Chapter 9 Variables Selections

It has shown that lasso can help dropping off some variables. To reduce variance, lasso allow the least squares estimates shrinking towards zero. This method is called shrinkage. PCR is a dimension reduction method which projecting the original predictors into a lower-dimension space. This chapter gives more approaches for systematic variable selections.

9.1 Model Evaluation Criteria

Coefficient of determination $R^2$ is a basic measure of model performance. It has known that adding more predictor always increases $R^2$ . So the subset regression will stop to add new variables when the change of $R^2$ is not significant.

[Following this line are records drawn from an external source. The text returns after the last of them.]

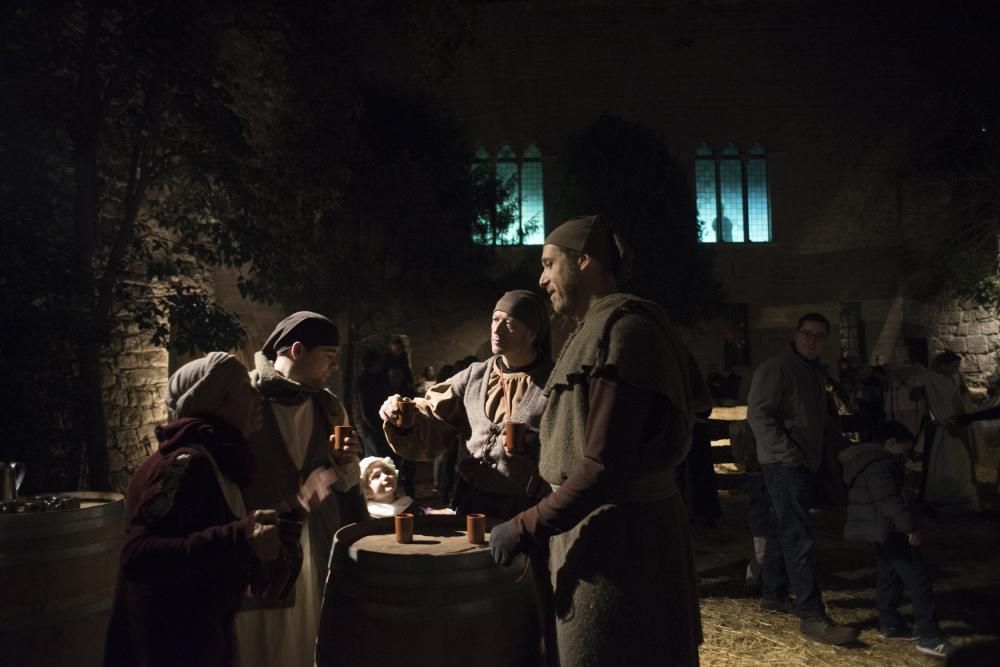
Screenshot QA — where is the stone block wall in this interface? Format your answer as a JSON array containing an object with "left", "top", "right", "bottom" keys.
[{"left": 103, "top": 324, "right": 169, "bottom": 491}]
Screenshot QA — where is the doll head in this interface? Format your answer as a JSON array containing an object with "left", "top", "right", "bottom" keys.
[{"left": 360, "top": 456, "right": 399, "bottom": 503}]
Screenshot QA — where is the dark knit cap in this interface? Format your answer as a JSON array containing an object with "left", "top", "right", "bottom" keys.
[
  {"left": 493, "top": 290, "right": 549, "bottom": 336},
  {"left": 545, "top": 215, "right": 621, "bottom": 274},
  {"left": 260, "top": 310, "right": 340, "bottom": 361}
]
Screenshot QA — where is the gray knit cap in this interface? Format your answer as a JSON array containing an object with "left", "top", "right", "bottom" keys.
[{"left": 164, "top": 352, "right": 248, "bottom": 421}]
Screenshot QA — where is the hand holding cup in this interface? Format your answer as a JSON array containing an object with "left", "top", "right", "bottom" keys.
[{"left": 250, "top": 510, "right": 281, "bottom": 561}]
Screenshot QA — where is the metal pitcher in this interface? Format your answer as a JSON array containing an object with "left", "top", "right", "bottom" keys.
[{"left": 0, "top": 461, "right": 24, "bottom": 503}]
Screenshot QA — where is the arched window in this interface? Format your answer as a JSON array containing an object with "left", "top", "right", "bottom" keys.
[
  {"left": 521, "top": 144, "right": 545, "bottom": 245},
  {"left": 694, "top": 143, "right": 719, "bottom": 243},
  {"left": 747, "top": 143, "right": 771, "bottom": 241},
  {"left": 473, "top": 143, "right": 545, "bottom": 245},
  {"left": 694, "top": 142, "right": 771, "bottom": 243}
]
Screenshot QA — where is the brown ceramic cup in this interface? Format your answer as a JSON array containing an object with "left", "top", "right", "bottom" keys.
[
  {"left": 465, "top": 514, "right": 486, "bottom": 544},
  {"left": 396, "top": 397, "right": 417, "bottom": 428},
  {"left": 333, "top": 426, "right": 355, "bottom": 451},
  {"left": 503, "top": 422, "right": 528, "bottom": 454},
  {"left": 396, "top": 512, "right": 413, "bottom": 544}
]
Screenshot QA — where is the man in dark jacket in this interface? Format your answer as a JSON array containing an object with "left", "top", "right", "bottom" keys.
[
  {"left": 840, "top": 421, "right": 955, "bottom": 657},
  {"left": 747, "top": 313, "right": 858, "bottom": 645}
]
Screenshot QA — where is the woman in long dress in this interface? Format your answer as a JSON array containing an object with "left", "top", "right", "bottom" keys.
[{"left": 922, "top": 351, "right": 979, "bottom": 511}]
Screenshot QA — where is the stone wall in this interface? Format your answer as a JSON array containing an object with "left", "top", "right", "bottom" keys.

The improvement of $R^2_{adj}$ is that it is not a monotone increasing function. So one can select a maximum value on a convex curve. Maximizing $R^2_{adj}$ is equivalent to minimizing residual mean square $\mathrm{MSE}$

When prediction of the mean response is the interest, $R^2_{pred}$ based on prediction mean square error (PRESS) statistic is more preferred. PRESS is useful for selecting from two competing models.

9.1.1 Mallows $C_p$

Beside above criteria, Mallows $C_p$ statistic is an important criteria related to the mean square error. Suppose the fitted subset model has $p$ variables and expected response $\hat y_i$ . $\mathrm{SSE}(p)$ is the total sum square error including two variance components. $\mathrm{SSE}$ is the true sum square error from the ‘true’ model, while the sum square bias is $\mathrm{SSE}_B(p)=\sum_{i=1}^n(E[y_i]-E[\hat y_i])^2= \mathrm{SSE}(p) - \mathrm{SSE}$ . Then Mallows $C_p$ is

$\begin{equation} \begin{split} C_p=&\frac{1}{\hat\sigma^2}( \mathrm{SSE}_B(p) + \sum_{i=1}^n\mathrm{Var}[\hat y_i] )\\ =&\frac{1}{\hat\sigma^2}( \mathrm{SSE}(p) - \mathrm{SSE} + \sum_{i=1}^n\mathrm{Var}[\hat y_i] )\\ =&\frac{1}{\hat\sigma^2}( \mathrm{SSE}(p) - (n-p)\hat\sigma^2 + p\hat\sigma^2 )\\ =&\frac{\mathrm{SSE}(p)}{\hat\sigma^2} - n + 2p \end{split} \end{equation}$

If the supposed model is true, $\mathrm{SSE}_B(p)=0$ , it gives $E[C_p|\mathrm{Bias}=0] = \frac{(n-p)\sigma^2}{\sigma^2}-(n-2p)=p$ Hence, a plot of $C_p$ versus $p$ can help to find the best one from many points. The proper model should have $C_p\approx p$ and smaller $C_p$ is preferred. $C_p$ is often increase when $\mathrm{SSE}(p)$ decrease by adding predictors. A personal judgment can choose the best tradeoff between samller $C_p$ and smaller $\mathrm{SSE}(p)$ .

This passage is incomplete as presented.